Wednesday, October 12, 2016

Shifting paradigms in the world of BigData

In building the next generation of applications, companies and stakeholders need to adopt new paradigms. The need for this shift is predicated on the fundamental belief that building a new application at scale requires tailored solutions to that application’s unique challenges, business model and ROI. Some things change, and I’d like to point to some of that changes.

Event Driven vs. CRUD
Software development traditionally is driven by entity-relation modeling and CRUD operations on that data. The modern world isn’t about data at rest, it’s about being responsive to events in flight. This doesn’t mean that you don’t have data at rest, but that this data shouldn’t be organized in silos.
The traditional CRUD model is neither expressive nor responsive, given by the amount of uncountable available data sources. Since all data is structured somehow, an RDBMS isn't able to store and work with data when the schema isn't known (schema on write). That makes the use of additional free available data more like an adventure than a valid business model, given that the schema isn't known and can change rapidly. Event driven approaches are much more dynamical, open and make the data valuable for other processes and applications. The view to the data is defined by the use of the data (schema on read). This views can be created manually (Data Scientist), automatically (Hive and Avro for example) or explorative (R, AI, NNW).
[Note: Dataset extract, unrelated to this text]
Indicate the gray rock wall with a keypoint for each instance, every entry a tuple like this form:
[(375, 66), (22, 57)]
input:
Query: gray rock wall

Centralized vs Siloed Data Stores
BigData projects often fail by not using a centralized data store, often refereed as Data Lake or Data Hub. It’s essential to understand the idea of a Data Lake and the need for it. Siloed solutions (aka data warehouse solutions) have only data which match the schema and nothing else. Every schema is different, and often it’s impossible to use them in new analytic applications. In a Data Lake the data is stored as it is - originally, untouched, uncleaned, disaggregated. That makes the entry (or low hanging fruit) mostly easy - just start to catch all data you can get. Offload RDBMS and DWs to your Hadoop cluster and start the journey by playing with that data, even by using 3rd party tools instead to develop own tailored apps. Even when this data comes from different DWH's, mining and correlating them often brings treasures to light.

Scaled vs. Monolith Development
Custom processing at scale involves tailored algorithms, be they custom Hadoop jobs, in-memory approaches for matching and augmentation or 3rd party applications. Hadoop is nothing more (or less) than a framework which allows the user to work within a distributed system, splitting workloads into smaller tasks and let those tasks run on different nodes. The interface to that system are reusable API's and Libraries. That makes the use of Hadoop so convenient - the user doesn't need to take care about the distribution of tasks nor to know exactly how the framework works. Additionally, every piece of written code can be reused by others without having large code depts.
On the other hand Hadoop gives the user an interface to configure the framework to match the application needs dynamically on runtime, instead of having static configurations like traditional processing systems.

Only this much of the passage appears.